De acordo com a dermatologista da Unimed Araxá, Dra. Gisele Basso Esteves Pires, é fundamental compreender que o termo não se trata de uma doença reconhecida pela medicina, mas sim de um alerta comportamental relevante.

“A skinorexia não é um diagnóstico médico. O termo tem sido usado para descrever uma preocupação exagerada com a aparência da pele e com a própria rotina de skincare. A pessoa passa a trocar produtos com frequência, acompanha cada lançamento e tenta corrigir características absolutamente normais, como poros, linhas finas e pequenas irregularidades”, explica a médica.

Filtros das redes sociais criam padrões inalcançáveis

A forte influência dos conteúdos digitais é apontada como um dos principais fatores para o surgimento do problema. Fotografias produzidas com iluminação profissional, maquiagem e filtros digitais estabelecem padrões irreais de beleza. Com isso, muitas pessoas passam a enxergar características naturais do rosto como imperfeições que precisam ser erradicadas a qualquer custo.

“A pele real não vem com filtro embutido. Poros existem. Textura também. Ainda assim, essas imagens acabam se tornando referência e estimulam muitas pessoas a adotarem rotinas cada vez mais complexas”, destaca a dermatologista da Unimed Araxá.

Excesso de cosméticos e ácidos pode danificar a barreira cutânea

Na tentativa de obter uma pele impecável, o uso simultâneo de múltiplos ativos, a realização de esfoliações frequentes e a aplicação de ácidos sem orientação médica tornaram-se práticas comuns. O resultado, contudo, costuma ser o oposto do desejado.

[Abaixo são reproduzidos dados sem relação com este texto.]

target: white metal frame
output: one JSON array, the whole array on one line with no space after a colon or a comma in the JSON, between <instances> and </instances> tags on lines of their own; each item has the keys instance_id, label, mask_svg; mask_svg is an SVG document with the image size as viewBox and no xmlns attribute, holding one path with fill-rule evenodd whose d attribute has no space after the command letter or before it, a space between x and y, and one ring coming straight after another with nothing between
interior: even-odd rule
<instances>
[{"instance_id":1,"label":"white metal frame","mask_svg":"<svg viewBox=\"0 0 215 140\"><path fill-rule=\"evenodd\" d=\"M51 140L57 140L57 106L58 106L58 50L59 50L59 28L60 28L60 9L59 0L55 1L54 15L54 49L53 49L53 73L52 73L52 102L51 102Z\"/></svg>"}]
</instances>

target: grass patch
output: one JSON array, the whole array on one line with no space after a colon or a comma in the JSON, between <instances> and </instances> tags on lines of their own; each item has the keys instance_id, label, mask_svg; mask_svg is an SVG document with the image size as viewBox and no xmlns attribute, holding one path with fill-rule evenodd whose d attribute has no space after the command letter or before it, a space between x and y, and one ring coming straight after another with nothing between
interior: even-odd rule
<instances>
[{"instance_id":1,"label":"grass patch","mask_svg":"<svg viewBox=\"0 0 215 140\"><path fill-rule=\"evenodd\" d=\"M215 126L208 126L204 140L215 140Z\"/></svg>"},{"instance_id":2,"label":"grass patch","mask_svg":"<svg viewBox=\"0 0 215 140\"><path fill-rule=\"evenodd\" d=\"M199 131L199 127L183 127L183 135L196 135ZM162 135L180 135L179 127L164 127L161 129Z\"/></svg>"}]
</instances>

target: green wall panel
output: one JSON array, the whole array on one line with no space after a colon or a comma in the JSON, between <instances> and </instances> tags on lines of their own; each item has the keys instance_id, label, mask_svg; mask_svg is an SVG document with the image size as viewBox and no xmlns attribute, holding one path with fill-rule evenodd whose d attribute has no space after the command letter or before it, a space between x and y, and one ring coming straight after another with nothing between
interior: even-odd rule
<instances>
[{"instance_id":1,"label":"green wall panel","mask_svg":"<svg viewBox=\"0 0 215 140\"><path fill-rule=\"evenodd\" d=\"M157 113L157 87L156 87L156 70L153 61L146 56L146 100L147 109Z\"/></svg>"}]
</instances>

Segundo a especialista, o excesso de substâncias pode comprometer gravemente a barreira cutânea — camada responsável por reter a hidratação natural e proteger o rosto contra agentes irritantes externos.

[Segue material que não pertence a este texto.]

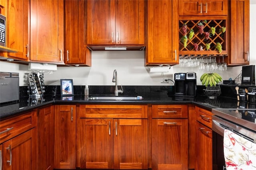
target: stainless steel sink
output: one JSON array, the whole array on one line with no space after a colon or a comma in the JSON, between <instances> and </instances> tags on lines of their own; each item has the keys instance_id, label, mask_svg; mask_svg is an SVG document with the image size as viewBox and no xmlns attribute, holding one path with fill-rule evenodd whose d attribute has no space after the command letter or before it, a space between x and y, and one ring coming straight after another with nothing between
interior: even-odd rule
<instances>
[{"instance_id":1,"label":"stainless steel sink","mask_svg":"<svg viewBox=\"0 0 256 170\"><path fill-rule=\"evenodd\" d=\"M143 99L142 96L92 96L88 98L89 100L140 100Z\"/></svg>"}]
</instances>

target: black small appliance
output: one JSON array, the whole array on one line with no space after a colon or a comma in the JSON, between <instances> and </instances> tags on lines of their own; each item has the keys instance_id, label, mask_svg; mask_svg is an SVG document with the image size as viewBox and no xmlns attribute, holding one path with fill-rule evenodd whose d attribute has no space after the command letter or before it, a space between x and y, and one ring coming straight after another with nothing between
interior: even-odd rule
<instances>
[{"instance_id":1,"label":"black small appliance","mask_svg":"<svg viewBox=\"0 0 256 170\"><path fill-rule=\"evenodd\" d=\"M196 74L194 72L174 74L175 95L194 97L196 95Z\"/></svg>"},{"instance_id":2,"label":"black small appliance","mask_svg":"<svg viewBox=\"0 0 256 170\"><path fill-rule=\"evenodd\" d=\"M242 84L255 85L255 65L242 67Z\"/></svg>"}]
</instances>

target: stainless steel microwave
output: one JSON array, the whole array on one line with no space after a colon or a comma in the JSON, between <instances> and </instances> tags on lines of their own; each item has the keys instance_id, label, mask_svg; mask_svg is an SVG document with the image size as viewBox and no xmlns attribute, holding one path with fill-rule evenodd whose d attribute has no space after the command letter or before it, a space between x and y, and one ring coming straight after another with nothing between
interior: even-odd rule
<instances>
[{"instance_id":1,"label":"stainless steel microwave","mask_svg":"<svg viewBox=\"0 0 256 170\"><path fill-rule=\"evenodd\" d=\"M0 45L6 47L6 18L0 14Z\"/></svg>"}]
</instances>

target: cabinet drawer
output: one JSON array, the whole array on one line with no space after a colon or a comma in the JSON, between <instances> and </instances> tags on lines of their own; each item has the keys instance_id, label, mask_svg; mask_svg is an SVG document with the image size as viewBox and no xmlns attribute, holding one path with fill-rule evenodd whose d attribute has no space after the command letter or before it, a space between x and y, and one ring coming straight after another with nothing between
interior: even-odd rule
<instances>
[{"instance_id":1,"label":"cabinet drawer","mask_svg":"<svg viewBox=\"0 0 256 170\"><path fill-rule=\"evenodd\" d=\"M197 113L197 121L210 128L212 128L212 115L211 111L196 107Z\"/></svg>"},{"instance_id":2,"label":"cabinet drawer","mask_svg":"<svg viewBox=\"0 0 256 170\"><path fill-rule=\"evenodd\" d=\"M88 105L80 106L80 118L148 117L147 105Z\"/></svg>"},{"instance_id":3,"label":"cabinet drawer","mask_svg":"<svg viewBox=\"0 0 256 170\"><path fill-rule=\"evenodd\" d=\"M1 143L9 140L36 126L37 124L36 111L28 112L0 122Z\"/></svg>"},{"instance_id":4,"label":"cabinet drawer","mask_svg":"<svg viewBox=\"0 0 256 170\"><path fill-rule=\"evenodd\" d=\"M188 118L188 106L186 105L152 105L152 118Z\"/></svg>"}]
</instances>

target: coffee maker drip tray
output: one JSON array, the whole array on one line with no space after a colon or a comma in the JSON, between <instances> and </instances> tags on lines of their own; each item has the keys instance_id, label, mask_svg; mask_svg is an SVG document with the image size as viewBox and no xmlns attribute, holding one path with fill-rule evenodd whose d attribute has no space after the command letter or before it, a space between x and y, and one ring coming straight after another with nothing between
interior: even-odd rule
<instances>
[{"instance_id":1,"label":"coffee maker drip tray","mask_svg":"<svg viewBox=\"0 0 256 170\"><path fill-rule=\"evenodd\" d=\"M194 98L196 94L196 74L194 72L174 74L175 96Z\"/></svg>"}]
</instances>

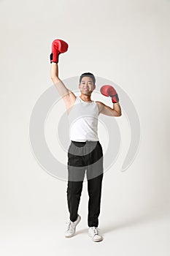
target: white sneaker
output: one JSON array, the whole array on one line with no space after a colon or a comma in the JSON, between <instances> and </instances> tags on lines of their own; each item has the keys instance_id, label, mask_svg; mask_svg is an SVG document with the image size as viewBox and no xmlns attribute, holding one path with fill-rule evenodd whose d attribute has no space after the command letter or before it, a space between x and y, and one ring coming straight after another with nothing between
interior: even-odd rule
<instances>
[{"instance_id":1,"label":"white sneaker","mask_svg":"<svg viewBox=\"0 0 170 256\"><path fill-rule=\"evenodd\" d=\"M99 235L98 229L96 227L89 227L88 236L92 238L94 242L99 242L103 240L102 236Z\"/></svg>"},{"instance_id":2,"label":"white sneaker","mask_svg":"<svg viewBox=\"0 0 170 256\"><path fill-rule=\"evenodd\" d=\"M67 224L69 224L69 225L67 227L67 230L65 233L66 238L70 238L74 235L74 233L76 232L76 226L80 222L80 219L81 219L81 217L78 214L77 219L75 222L73 222L70 220L69 222L67 222Z\"/></svg>"}]
</instances>

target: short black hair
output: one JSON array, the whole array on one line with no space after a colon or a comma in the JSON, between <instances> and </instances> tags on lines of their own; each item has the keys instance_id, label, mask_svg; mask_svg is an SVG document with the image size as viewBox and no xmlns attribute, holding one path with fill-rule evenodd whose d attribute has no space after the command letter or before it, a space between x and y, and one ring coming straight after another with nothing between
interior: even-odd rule
<instances>
[{"instance_id":1,"label":"short black hair","mask_svg":"<svg viewBox=\"0 0 170 256\"><path fill-rule=\"evenodd\" d=\"M81 83L82 78L84 78L84 77L89 77L89 78L91 78L92 80L93 80L93 84L95 85L96 79L95 79L95 77L94 77L94 75L93 75L93 74L90 73L89 72L86 72L86 73L82 74L82 75L80 75L80 83Z\"/></svg>"}]
</instances>

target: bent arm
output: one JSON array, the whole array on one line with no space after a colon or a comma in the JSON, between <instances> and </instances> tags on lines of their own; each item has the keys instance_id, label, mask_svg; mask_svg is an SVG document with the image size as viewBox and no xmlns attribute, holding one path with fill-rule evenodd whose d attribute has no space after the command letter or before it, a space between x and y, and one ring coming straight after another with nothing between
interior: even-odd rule
<instances>
[{"instance_id":1,"label":"bent arm","mask_svg":"<svg viewBox=\"0 0 170 256\"><path fill-rule=\"evenodd\" d=\"M72 91L66 87L64 83L58 78L58 65L57 63L51 63L50 76L54 86L57 89L59 94L62 97L65 96L69 96L69 94L71 94Z\"/></svg>"},{"instance_id":2,"label":"bent arm","mask_svg":"<svg viewBox=\"0 0 170 256\"><path fill-rule=\"evenodd\" d=\"M121 116L122 111L119 102L113 104L113 108L106 105L103 102L97 102L99 104L99 113L110 116Z\"/></svg>"}]
</instances>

A degradação dessa proteção resulta em sintomas como:

  • Vermelhidão e descamação;
  • Sensação de ardor ou pele repuxando;
  • Hipersensibilidade a produtos anteriormente bem tolerados.

Outro complicação frequente é a dificuldade diagnóstica em casos de alergia. “Quando muitos produtos são introduzidos ao mesmo tempo, descobrir o responsável por uma irritação pode exigir uma verdadeira investigação. O problema nem sempre está em um único cosmético, mas na combinação inadequada entre eles”, ressalta a Dra. Gisele.

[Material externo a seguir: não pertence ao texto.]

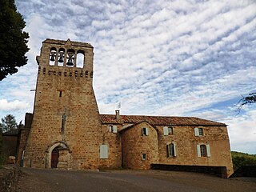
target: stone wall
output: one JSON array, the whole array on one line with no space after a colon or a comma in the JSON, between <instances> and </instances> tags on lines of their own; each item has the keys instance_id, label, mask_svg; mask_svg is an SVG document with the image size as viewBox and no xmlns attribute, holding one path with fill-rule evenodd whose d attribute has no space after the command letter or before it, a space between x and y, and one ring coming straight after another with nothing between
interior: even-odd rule
<instances>
[{"instance_id":1,"label":"stone wall","mask_svg":"<svg viewBox=\"0 0 256 192\"><path fill-rule=\"evenodd\" d=\"M2 154L8 156L16 156L18 135L5 135L2 134Z\"/></svg>"},{"instance_id":2,"label":"stone wall","mask_svg":"<svg viewBox=\"0 0 256 192\"><path fill-rule=\"evenodd\" d=\"M226 126L200 126L203 136L195 136L194 126L174 126L173 135L163 135L163 126L158 126L159 133L159 163L170 165L193 165L226 166L227 175L233 173L228 133ZM176 157L168 158L166 145L176 144ZM210 157L198 157L197 145L210 146Z\"/></svg>"},{"instance_id":3,"label":"stone wall","mask_svg":"<svg viewBox=\"0 0 256 192\"><path fill-rule=\"evenodd\" d=\"M63 66L50 66L53 47L57 52L60 48L84 51L84 66L70 67L65 62ZM93 47L86 43L43 42L41 55L37 58L38 75L25 166L51 167L54 146L67 149L66 157L60 159L67 162L66 169L98 168L102 125L92 87L93 55Z\"/></svg>"},{"instance_id":4,"label":"stone wall","mask_svg":"<svg viewBox=\"0 0 256 192\"><path fill-rule=\"evenodd\" d=\"M114 133L109 126L117 126L117 133ZM102 142L109 146L108 158L99 160L99 169L120 168L122 166L122 140L118 130L120 125L102 125Z\"/></svg>"},{"instance_id":5,"label":"stone wall","mask_svg":"<svg viewBox=\"0 0 256 192\"><path fill-rule=\"evenodd\" d=\"M142 128L148 129L148 135L142 135ZM122 131L121 137L123 167L146 170L158 162L158 133L151 125L146 122L134 125Z\"/></svg>"},{"instance_id":6,"label":"stone wall","mask_svg":"<svg viewBox=\"0 0 256 192\"><path fill-rule=\"evenodd\" d=\"M0 170L0 191L15 192L19 170L17 166L5 166Z\"/></svg>"}]
</instances>

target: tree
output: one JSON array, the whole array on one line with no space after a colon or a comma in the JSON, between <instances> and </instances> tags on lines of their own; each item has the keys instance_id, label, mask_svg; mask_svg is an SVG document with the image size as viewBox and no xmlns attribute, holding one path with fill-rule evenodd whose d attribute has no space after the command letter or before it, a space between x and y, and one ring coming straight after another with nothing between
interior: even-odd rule
<instances>
[{"instance_id":1,"label":"tree","mask_svg":"<svg viewBox=\"0 0 256 192\"><path fill-rule=\"evenodd\" d=\"M240 99L238 103L241 103L238 106L238 112L245 105L250 105L251 103L256 102L256 92L248 94L246 97L242 96L242 98Z\"/></svg>"},{"instance_id":2,"label":"tree","mask_svg":"<svg viewBox=\"0 0 256 192\"><path fill-rule=\"evenodd\" d=\"M25 54L29 34L22 16L17 11L14 0L0 1L0 81L18 71L27 62Z\"/></svg>"},{"instance_id":3,"label":"tree","mask_svg":"<svg viewBox=\"0 0 256 192\"><path fill-rule=\"evenodd\" d=\"M14 130L18 129L18 124L16 122L15 117L12 114L7 114L6 117L1 119L0 129L2 132L9 130Z\"/></svg>"}]
</instances>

Menos é mais: a importância da rotina personalizada

Para a Dra. Gisele Basso Esteves Pires, uma rotina de skincare eficiente não é definida pela quantidade de etapas ou produtos, mas sim pela escolha correta e individualizada para cada tipo de pele.

“O interesse por cosméticos pode fazer parte de uma rotina agradável de autocuidado. O problema começa quando a busca por uma pele ideal gera ansiedade, compras constantes e a sensação de que sempre falta algum produto”, conclui a dermatologista.